On the one hand, when you use user-defined input boxes, you loose the possibility to use fundamental editor features such as font and italics. Here comes one of my favourite plugs, the Advanced Custom Field (ACF) plugs. With ACF you can do some really amazing things, like replace the standard editor with your own user-defined page set.
This is what we are currently doing for many of the customized pages on the Connor Group's new WordPress site. For example, the page of the teams shows a raster of selectable miniature views of employees that open up to an individual biography. We have developed a straightforward user experience with ACF that allows the Connor Group sales force to simply append or subtract employees as they come and go.
The addition of this type of feature is simple by simply generating groups of arrays using ACF's pull and dropping interfaces. Any group can have any number of different array type, and can even contain interleaved groups of repeat arrays that can be added or deleted, such as the Connor group teams page set.
You can add groups of arrays to any postprocessing screens built on a rule type you have defined. As an example, the above screenshot will only apply the above setting to the mail editing page if the currently editing contribution is the team page. The use of ACFs in your customized page styles should sound comfortable because it is similar to the use of the default WordPress user panels.
You can see in the example above that the source we used looks remarkably similar to the source we used for the default input boxes. But the only change is that we use the ACF feature THE_FELD instead of the WordPress feature get_post_meta. When you pass this feature, the name of your box displays all the input contents or the picture image URI when you use a picture box.
The Advanced Custom Fields is a truly high-performance plugin that offers a variety of options to designers. Front end WordPress page creators are a relatively new and fascinating feature. Whilst you as a programmer have to lose some of your own versatility, there are many situations where you can spend a great deal of your valuable resources on one page and make your customers' experience of a page much more enjoyable.
The use of a Page builder allows you to design pages quickly and visual.

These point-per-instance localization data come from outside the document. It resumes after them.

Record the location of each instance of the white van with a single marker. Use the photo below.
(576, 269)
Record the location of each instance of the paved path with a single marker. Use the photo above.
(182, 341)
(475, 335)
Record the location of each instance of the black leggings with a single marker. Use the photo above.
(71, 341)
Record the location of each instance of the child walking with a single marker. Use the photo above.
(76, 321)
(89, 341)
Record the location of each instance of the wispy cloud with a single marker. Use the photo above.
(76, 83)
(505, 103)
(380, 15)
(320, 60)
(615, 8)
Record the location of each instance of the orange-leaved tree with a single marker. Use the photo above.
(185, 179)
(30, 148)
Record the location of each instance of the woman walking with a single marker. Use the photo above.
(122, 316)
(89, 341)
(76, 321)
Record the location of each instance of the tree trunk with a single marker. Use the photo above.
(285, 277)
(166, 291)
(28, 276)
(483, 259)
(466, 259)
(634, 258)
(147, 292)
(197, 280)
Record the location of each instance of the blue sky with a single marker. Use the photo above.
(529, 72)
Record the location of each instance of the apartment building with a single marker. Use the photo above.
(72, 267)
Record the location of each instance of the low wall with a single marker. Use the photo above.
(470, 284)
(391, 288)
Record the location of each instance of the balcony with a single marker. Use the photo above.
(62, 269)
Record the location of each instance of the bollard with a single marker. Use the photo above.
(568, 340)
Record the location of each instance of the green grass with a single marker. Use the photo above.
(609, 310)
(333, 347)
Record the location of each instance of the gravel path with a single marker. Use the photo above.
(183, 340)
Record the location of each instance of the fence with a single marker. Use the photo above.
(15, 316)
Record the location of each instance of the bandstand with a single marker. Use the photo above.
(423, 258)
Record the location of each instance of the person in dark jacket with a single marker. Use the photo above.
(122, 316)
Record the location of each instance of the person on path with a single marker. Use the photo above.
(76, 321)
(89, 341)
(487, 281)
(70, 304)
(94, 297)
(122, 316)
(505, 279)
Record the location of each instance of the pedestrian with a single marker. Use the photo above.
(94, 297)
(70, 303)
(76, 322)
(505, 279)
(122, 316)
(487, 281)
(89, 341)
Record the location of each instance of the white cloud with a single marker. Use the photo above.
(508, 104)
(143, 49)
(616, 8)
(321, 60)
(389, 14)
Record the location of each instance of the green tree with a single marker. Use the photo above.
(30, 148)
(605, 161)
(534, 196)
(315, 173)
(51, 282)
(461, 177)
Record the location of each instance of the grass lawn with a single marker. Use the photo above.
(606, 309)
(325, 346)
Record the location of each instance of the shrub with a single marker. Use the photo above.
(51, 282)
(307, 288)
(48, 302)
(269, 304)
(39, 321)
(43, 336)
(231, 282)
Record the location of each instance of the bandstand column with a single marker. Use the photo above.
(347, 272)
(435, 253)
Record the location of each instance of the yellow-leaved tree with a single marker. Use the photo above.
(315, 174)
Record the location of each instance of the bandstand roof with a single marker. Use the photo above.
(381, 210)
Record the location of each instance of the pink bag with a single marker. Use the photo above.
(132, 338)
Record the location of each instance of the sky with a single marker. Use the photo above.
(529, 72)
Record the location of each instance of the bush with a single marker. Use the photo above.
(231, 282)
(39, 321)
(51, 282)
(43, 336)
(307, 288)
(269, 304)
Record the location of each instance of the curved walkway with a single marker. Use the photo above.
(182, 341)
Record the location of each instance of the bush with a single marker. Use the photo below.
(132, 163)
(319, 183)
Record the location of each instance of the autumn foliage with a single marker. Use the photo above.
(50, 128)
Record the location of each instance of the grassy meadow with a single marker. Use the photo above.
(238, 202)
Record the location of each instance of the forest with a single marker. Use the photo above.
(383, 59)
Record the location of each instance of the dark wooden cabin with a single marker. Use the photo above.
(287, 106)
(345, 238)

Ever since we created our own Page builder, there are many scenes where we don't even open Photoshop. It may not work for every page you build, so it's up to you to determine which best fit in the contexts of what your customers are trying to do.
All of this is aimed at making processing simpler for your customers, and that is exactly what using a Frontend Page builder can do. Rather than working in the WordPress Administrator, your customers can point to the contents of their pages and click to manipulate them in an easy-to-use user experience.
Sometimes when it comes to creating user-defined WordPress layout, all you need is a basic answer like the built-in user-defined boxes. Sometimes you may need something more rugged like the Advanced custom field plug-in, or something more intuitively designed to allow fast deployment like a frontend page builder. Just click on the frontend to see the page build page.
By the end of the afternoon, each of these fixes will help you do the same to make it easy for your customers to edit user-defined WordPress layout. This are three of my favourite WordPress tools I have in my WordPress developer box for creating customer pages.